Self-exiled former prime minister Thaksin Shinawatra has once again vowed to return home next month after 17 years of living abroad.
In an interview with TV show host Kachapa Tonjaroen in Singapore last week, Thaksin said he would definitely return home in July regardless of the potential consequences. He said he is waiting for the signal from his daughter and one of the Pheu Thai Party's prime minister candidates, Paetongtarn Shinawatra, about the timing of his comeback.
Yesterday, Ms Paetongtarn gave a media interview about her plans to fly to see Thaksin overseas and assist him back to Thailand. This is not the first time that Thaksin has made such a statement. He has made similar statements via Twitter as well as an interview with Nikkei Shimbun in March and six times last year.
In fact, the exiled ex-prime minister can return to Thailand any time he likes because, as a Thai citizen, no law bars his return, although he has been sentenced to imprisonment in four court cases. But he chose not to return after each announcement for one simple reason -- he does not want to spend time in jail, not even a single day, as he has rejected the Thai justice process, claiming that it is unfair against him.

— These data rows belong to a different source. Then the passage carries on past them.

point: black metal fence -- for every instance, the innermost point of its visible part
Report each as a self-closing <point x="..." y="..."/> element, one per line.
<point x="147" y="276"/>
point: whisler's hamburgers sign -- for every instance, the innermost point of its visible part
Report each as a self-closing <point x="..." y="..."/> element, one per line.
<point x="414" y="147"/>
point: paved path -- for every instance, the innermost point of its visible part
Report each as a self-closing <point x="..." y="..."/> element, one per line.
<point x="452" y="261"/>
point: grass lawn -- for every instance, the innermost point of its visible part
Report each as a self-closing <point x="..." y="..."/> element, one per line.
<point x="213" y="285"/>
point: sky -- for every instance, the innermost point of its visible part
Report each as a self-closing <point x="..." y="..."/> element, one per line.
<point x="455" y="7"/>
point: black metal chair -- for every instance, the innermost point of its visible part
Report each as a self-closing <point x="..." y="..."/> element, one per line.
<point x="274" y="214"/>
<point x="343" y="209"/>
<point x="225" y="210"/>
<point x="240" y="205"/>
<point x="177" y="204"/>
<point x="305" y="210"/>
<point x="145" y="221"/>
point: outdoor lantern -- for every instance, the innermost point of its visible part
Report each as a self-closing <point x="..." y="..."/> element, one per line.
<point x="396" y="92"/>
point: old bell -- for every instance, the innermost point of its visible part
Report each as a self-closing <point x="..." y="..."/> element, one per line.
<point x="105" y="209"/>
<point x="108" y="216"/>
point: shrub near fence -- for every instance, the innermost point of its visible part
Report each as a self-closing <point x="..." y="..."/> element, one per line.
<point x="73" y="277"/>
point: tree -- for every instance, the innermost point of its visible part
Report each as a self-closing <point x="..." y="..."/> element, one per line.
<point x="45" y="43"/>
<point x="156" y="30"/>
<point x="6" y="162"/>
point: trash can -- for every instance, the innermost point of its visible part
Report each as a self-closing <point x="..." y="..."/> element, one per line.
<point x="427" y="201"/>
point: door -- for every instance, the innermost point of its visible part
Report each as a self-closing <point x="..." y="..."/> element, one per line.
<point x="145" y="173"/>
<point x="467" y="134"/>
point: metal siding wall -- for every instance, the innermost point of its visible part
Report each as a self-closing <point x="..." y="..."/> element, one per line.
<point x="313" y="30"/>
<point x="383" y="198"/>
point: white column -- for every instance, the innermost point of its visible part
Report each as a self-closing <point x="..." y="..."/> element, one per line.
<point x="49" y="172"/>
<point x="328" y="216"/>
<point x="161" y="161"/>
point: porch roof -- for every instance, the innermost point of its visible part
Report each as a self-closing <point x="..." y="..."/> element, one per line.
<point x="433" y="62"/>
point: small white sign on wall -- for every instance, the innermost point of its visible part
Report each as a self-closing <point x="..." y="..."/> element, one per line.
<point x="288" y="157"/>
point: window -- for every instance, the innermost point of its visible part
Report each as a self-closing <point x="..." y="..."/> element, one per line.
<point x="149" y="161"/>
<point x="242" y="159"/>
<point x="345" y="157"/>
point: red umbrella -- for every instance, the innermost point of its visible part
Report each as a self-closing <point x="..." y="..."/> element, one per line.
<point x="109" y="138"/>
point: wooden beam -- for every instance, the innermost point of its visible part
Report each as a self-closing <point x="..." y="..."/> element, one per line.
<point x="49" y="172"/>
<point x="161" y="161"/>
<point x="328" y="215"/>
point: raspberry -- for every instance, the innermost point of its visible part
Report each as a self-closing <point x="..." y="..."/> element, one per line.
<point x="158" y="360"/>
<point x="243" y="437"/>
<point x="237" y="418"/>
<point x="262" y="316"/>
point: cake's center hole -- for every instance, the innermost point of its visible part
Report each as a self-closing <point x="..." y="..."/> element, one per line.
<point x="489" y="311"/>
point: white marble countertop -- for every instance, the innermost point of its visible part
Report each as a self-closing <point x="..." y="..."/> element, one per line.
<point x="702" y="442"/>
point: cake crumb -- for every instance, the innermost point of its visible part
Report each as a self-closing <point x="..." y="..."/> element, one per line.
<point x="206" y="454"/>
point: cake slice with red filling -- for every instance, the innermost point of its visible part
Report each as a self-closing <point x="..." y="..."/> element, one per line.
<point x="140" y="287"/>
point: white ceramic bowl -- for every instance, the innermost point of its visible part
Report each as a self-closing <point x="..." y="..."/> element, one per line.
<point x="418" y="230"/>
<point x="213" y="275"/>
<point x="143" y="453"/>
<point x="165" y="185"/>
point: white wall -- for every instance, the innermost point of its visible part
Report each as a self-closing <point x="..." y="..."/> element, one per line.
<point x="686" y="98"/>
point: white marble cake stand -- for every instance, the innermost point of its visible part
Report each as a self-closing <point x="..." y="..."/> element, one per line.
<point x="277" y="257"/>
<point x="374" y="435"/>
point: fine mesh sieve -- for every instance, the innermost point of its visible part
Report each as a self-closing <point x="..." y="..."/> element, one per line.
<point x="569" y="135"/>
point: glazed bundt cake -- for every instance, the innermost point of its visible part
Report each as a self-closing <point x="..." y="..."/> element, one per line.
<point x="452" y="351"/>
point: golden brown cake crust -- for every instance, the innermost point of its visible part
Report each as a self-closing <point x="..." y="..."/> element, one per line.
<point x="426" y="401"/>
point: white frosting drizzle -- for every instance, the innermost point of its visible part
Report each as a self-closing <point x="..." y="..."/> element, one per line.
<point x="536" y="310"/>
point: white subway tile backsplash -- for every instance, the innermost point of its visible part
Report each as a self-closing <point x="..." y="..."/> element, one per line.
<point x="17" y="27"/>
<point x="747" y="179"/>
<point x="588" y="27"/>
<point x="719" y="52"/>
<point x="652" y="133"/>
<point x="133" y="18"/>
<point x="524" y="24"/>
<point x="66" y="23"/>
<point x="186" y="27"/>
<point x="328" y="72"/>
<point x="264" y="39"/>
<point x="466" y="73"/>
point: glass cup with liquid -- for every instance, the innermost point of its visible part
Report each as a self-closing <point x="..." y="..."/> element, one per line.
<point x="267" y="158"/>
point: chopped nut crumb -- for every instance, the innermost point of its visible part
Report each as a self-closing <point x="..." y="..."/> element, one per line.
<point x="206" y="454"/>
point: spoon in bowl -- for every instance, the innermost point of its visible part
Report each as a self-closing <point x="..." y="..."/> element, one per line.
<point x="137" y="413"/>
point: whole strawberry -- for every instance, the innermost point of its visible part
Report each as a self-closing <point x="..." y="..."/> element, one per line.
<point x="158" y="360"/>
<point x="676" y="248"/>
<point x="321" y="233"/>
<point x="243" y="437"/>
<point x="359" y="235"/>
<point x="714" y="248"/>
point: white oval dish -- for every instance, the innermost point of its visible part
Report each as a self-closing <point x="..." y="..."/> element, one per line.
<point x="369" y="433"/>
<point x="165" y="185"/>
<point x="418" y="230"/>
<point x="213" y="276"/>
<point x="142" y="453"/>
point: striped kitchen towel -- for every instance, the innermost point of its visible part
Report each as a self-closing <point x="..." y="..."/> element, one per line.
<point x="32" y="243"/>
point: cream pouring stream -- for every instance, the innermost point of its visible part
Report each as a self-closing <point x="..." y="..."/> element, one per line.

If he returns this time, the potential risk he faces when he sets foot on Thai soil is that he may be escorted by police and corrections officials to serve his time for a 10-year jail sentence imposed by the court in three cases -- two years for the 3-digit and 2-digit special lotteries; five years for ordering the Thai Exim Bank to extend a 4 billion-baht-loan to Myanmar to purchase telecom equipment from one of his companies and five years for allowing nominees to hold shares in Shin Corporation on his behalf.
Reactions to his planned return from his supporters and opponents appear to be tame as the Thai political landscape characterised by the divide between "red" and "yellow" groups has changed.
The political divide now appears to be the zealous conservative group which wants to maintain the status quo on one side, and on the other side, the so-called "progressive" wing who are eager to see no less than root-and-branch change, such as a total redressing of the lese majeste law, dismantling of mandatory conscription, and marriage equality, among others.
Nonetheless, if Thaksin wants to return and face the potential consequences of the law, he should keep a low profile so as to not arouse the sentiments of his supporters or opponents. For the sake of peace and order, both sides should stay calm and refrain from taking to the streets to voice their support or protest.
Thaksin hopes to return before his July 26 birthday. But that may not be the right timing as political uncertainties prevail.
The new government is yet to be formed, and whether Pita Limjaroenrat will be the next prime minister is still in doubt, with the Senate as the main stumbling block. Even if it is not his intention, Thaksin's planned return next month could complicate the political situation. Since he has already missed his birthday celebrations in Thailand for 16 years, waiting a bit longer may be more appropriate and beneficial to all concerned.